The analysis of the mtDNA control region indicated that all analyzed sea turtles from Abrolhos (Supplementary Table S1) presented the mtDNA haplotype CC-A4.1 (GenBank accession number EU179457.1), which is typically found in loggerhead turtles of rookeries in the states of Sergipe, Bahia, Espírito Santo and Rio de Janeiro41. It is therefore not possible to distinguish the Abrolhos population from other Brazilian rookeries based on the mtDNA control region.

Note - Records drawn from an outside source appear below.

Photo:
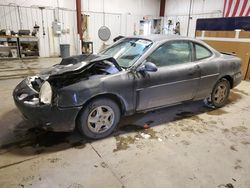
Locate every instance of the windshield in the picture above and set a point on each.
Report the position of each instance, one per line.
(127, 51)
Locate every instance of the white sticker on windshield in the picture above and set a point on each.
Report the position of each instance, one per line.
(143, 42)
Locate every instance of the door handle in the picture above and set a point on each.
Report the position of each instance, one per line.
(193, 70)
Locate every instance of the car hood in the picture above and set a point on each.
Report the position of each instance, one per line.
(76, 64)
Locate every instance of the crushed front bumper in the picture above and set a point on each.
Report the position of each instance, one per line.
(49, 117)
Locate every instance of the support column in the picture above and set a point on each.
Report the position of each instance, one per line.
(162, 8)
(79, 18)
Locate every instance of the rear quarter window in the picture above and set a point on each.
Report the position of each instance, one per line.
(201, 52)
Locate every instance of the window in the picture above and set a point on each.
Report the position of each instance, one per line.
(201, 52)
(128, 51)
(171, 53)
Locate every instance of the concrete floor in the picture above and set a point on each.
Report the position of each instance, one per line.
(185, 146)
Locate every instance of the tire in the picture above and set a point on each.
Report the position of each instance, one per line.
(99, 119)
(219, 95)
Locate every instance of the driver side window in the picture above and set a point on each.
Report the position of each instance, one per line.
(171, 53)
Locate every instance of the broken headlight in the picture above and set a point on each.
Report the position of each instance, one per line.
(45, 94)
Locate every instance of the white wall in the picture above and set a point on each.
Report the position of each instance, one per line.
(178, 10)
(120, 16)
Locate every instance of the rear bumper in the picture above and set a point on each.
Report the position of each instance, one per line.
(48, 117)
(237, 79)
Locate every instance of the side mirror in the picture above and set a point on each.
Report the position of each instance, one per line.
(148, 67)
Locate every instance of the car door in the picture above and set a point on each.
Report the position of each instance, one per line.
(175, 80)
(209, 67)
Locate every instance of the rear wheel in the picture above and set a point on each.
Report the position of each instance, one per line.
(219, 94)
(99, 118)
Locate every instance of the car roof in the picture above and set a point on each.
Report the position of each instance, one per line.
(160, 37)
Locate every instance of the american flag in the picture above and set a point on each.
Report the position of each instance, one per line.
(233, 8)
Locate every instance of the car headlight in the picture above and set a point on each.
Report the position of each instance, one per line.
(45, 94)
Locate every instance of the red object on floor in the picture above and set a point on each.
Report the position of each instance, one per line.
(146, 126)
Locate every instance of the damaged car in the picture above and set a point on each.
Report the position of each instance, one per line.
(135, 74)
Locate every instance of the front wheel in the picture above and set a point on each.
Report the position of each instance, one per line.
(99, 118)
(219, 94)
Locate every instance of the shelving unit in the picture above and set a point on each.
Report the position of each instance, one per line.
(13, 47)
(28, 47)
(9, 47)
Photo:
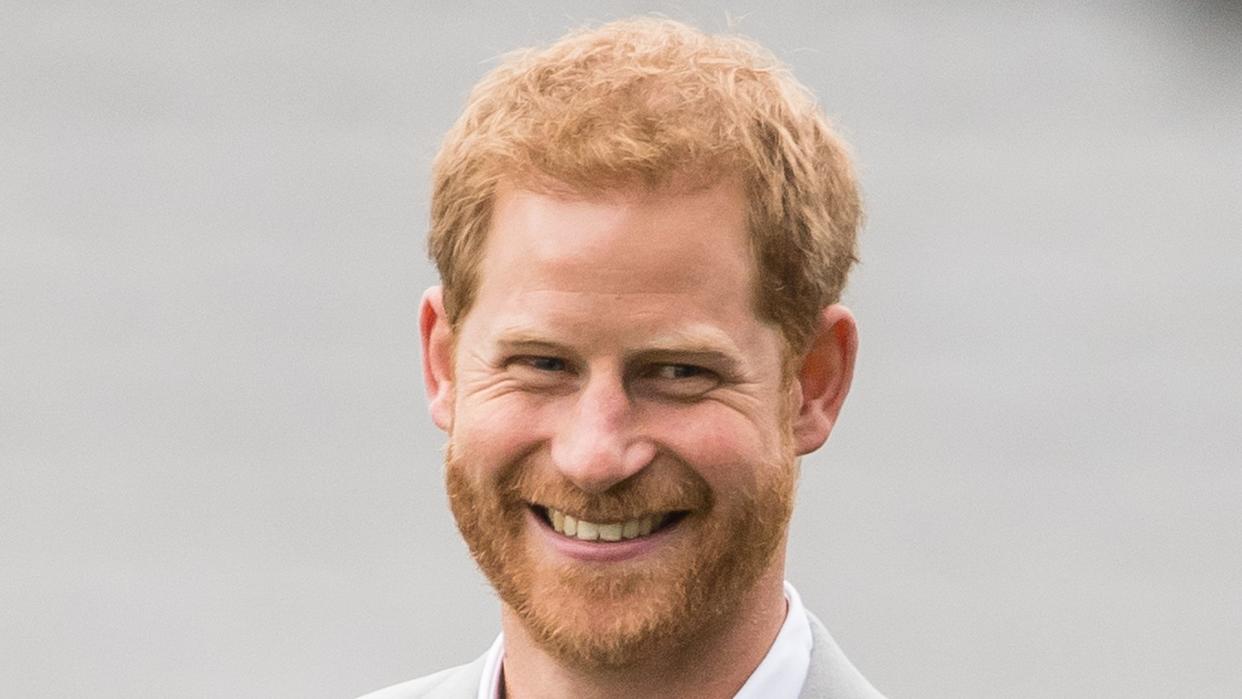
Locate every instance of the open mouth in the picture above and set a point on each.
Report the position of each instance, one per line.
(574, 528)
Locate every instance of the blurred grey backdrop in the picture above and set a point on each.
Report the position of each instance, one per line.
(219, 477)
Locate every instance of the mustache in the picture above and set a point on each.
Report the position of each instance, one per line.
(662, 488)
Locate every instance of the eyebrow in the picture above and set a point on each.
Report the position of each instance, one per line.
(692, 345)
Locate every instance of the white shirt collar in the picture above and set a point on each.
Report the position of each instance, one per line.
(779, 676)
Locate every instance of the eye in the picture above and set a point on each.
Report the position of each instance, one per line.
(540, 373)
(543, 363)
(682, 381)
(678, 371)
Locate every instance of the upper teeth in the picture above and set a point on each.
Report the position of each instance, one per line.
(585, 530)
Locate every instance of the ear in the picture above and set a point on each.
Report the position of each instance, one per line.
(437, 358)
(824, 378)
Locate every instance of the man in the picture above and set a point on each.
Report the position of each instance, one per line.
(642, 234)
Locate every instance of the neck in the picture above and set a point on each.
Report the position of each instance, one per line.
(714, 664)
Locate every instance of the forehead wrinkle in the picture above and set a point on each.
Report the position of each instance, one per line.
(698, 338)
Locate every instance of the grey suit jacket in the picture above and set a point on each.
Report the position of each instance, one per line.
(831, 676)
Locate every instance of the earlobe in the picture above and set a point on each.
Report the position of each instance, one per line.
(437, 358)
(824, 378)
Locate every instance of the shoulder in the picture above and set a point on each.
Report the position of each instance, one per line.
(452, 683)
(831, 673)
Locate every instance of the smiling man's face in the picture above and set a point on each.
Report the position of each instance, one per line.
(620, 457)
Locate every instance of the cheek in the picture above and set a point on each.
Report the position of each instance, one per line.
(496, 432)
(725, 448)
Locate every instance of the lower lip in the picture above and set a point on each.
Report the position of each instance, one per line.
(599, 551)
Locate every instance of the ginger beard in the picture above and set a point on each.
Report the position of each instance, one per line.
(616, 613)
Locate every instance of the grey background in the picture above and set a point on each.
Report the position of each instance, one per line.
(219, 477)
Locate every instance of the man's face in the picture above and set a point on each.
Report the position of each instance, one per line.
(620, 456)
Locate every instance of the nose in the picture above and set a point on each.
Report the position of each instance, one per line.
(600, 443)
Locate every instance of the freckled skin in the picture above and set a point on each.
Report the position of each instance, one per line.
(614, 365)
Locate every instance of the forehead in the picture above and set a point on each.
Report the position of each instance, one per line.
(626, 266)
(619, 239)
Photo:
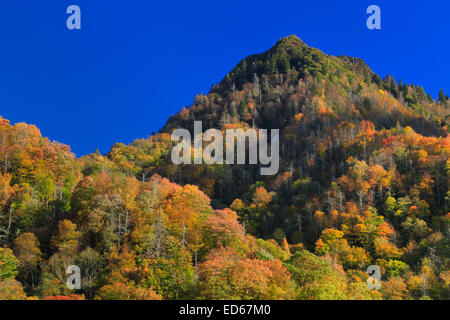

We also analyzed the sequences of a set of six nuclear markers (Supplementary Table S1) that have consistently shown divergent haplotypes between loggerhead and hawksbill turtles, but for which the amplification of hybrid loci is still highly efficient13. Bi-allelic SNP data analyzed through Bayesian hybrid-index confirmed the morphological assignment of all six females (Fig. 2). The only hybrid female presented one hawksbill turtle allele and one loggerhead turtle allele for all six nuclear markers, as well as the loggerhead mtDNA haplotype CC-A4.1. Thus, the results suggest that this individual is a first generation hybrid between a hawksbill male and a loggerhead female (HxL).

Figure 2
figure2

Bayesian estimates of the hybrid index (HI) for each individual analyzed in Abrolhos Archipelago. Blue and red points represent the parental reference sets of loggerhead and hawksbill turtles, respectively. Cyan points represent nesting females and grey points are hatchlings from 20 nests from Abrolhos. The HI was estimated with gghybrid. HI estimated values equal to 0.0 denote pure loggerhead turtles and 1.0 denote pure hawksbill individuals; lines represent 95% confidence intervals.

Of the 20 hatchlings analyzed with the multilocus approach, one from each nest, the hybrid index showed that 11 hatchlings are loggerhead turtles, four hatchlings are backcrosses of HxL with loggerhead turtles and five hatchlings are backcrosses of HxL with hawksbill turtles (Fig. 2).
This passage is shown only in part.